What What's that? You'd like to see everything you need to at any given moment? Boy, are YOU in for a surprise!

   Neo also makes the critical mistake of going on far too long without enough variety. In an unusual move, the developers mostly forgo palette swaps of enemies to indicate differences in later hordes. Either enemies increase in size, an effective means of making clear their potency, or they look exactly the same as earlier hordes yet are nevertheless much stronger, which is the more common approach. The final areas of the game are particularly overt offenders in this regard, offering almost nothing new and simply making the player kill thousands more of the same opponents that had outworn their welcome hours before. Bosses don't vary the procedure much either, since most of them have a ridiculously high HP regeneration that can only be eliminated by killing all the ordinary enemies that come along for the fight. Though using different weapons to take things down efficiently is an option, sticking with the same setup all the time is quite viable, making the effort even more repetitive. The voice acting wears out its welcome too, specifically the single clip that plays with each attack Max's allies initiate. When they will be initiating their few attacks thousands of times during the game, those clips become impossible to forget or overlook. With a play time that is likely to exceed fifty hours, their potential to be burned into the brain is high.

   Considering how hectic the onscreen action can become, Shining Force Neo's relative reluctance to allow slowdown is commendable.

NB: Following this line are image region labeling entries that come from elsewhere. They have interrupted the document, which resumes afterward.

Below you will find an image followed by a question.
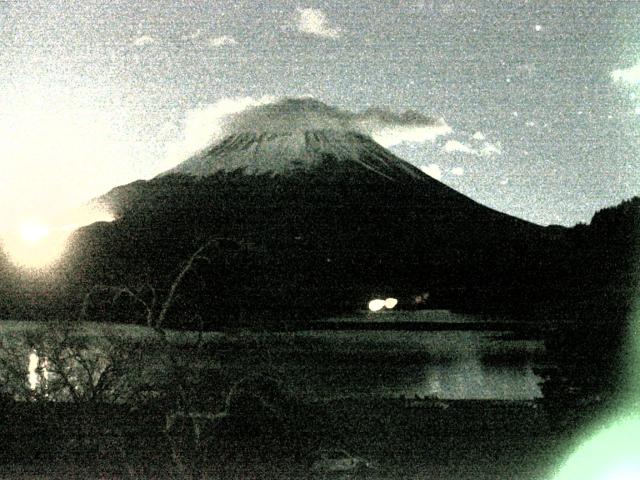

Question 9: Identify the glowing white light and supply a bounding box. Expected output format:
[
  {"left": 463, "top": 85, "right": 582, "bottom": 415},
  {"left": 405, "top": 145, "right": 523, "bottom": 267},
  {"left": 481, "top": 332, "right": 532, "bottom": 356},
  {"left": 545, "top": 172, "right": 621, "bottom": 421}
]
[
  {"left": 0, "top": 207, "right": 114, "bottom": 269},
  {"left": 384, "top": 297, "right": 398, "bottom": 309},
  {"left": 369, "top": 298, "right": 385, "bottom": 312}
]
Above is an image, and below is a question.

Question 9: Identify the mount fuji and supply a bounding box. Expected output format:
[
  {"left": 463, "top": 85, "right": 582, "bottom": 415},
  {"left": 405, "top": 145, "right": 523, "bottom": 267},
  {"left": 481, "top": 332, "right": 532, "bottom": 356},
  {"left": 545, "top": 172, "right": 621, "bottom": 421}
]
[{"left": 66, "top": 124, "right": 564, "bottom": 326}]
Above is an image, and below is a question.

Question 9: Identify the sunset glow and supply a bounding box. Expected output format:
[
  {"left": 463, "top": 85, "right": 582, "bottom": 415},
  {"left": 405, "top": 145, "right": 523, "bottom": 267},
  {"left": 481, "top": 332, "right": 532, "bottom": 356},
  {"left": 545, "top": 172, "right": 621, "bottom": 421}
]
[{"left": 0, "top": 207, "right": 114, "bottom": 270}]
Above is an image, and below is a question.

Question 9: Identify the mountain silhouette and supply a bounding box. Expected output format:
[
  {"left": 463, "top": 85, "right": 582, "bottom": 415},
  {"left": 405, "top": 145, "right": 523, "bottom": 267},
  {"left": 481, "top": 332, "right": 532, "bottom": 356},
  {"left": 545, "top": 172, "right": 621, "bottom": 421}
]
[{"left": 65, "top": 125, "right": 556, "bottom": 328}]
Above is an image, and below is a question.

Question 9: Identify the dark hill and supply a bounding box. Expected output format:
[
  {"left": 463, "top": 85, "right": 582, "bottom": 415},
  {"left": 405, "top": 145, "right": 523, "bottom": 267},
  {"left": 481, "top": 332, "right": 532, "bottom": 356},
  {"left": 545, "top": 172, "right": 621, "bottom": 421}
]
[{"left": 61, "top": 131, "right": 558, "bottom": 322}]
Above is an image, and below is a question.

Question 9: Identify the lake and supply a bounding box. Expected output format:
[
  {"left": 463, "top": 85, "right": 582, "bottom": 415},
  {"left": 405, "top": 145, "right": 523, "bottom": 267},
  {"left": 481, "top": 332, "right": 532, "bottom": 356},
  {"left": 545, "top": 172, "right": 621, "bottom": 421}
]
[
  {"left": 2, "top": 311, "right": 545, "bottom": 400},
  {"left": 223, "top": 311, "right": 545, "bottom": 400}
]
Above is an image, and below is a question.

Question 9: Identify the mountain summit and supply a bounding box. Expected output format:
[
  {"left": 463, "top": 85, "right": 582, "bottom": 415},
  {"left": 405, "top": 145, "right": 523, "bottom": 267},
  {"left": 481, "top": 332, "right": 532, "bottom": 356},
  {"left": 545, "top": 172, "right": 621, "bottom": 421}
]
[{"left": 162, "top": 129, "right": 425, "bottom": 181}]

Otherwise the visuals are okay but nothing more, considering that zooming in the viewpoint should have yielded more eye candy. Those tuning in for sumptuous FMVs such as the box depicts will be disappointed as well, given that the game only uses them at three points in the narrative. The music is at the worst forgettable, but a few tracks are catchy enough to appreciate.

   Previous Shining action games made after Camelot and Sega's separation had the lure of multiplayer, but Shining Force Neo doesn't even offer that means of deriving entertainment. I have no idea how such an aggravating experience sucked away so many hours of my life, but I will not be adding to them by sampling the dungeon only accessible after completing the story. For Sega to put the Shining Force name to use in such a miserable endeavor is just another example of how stupid the company's decisions can be. Maybe it gets better after this, but I'm not counting on that.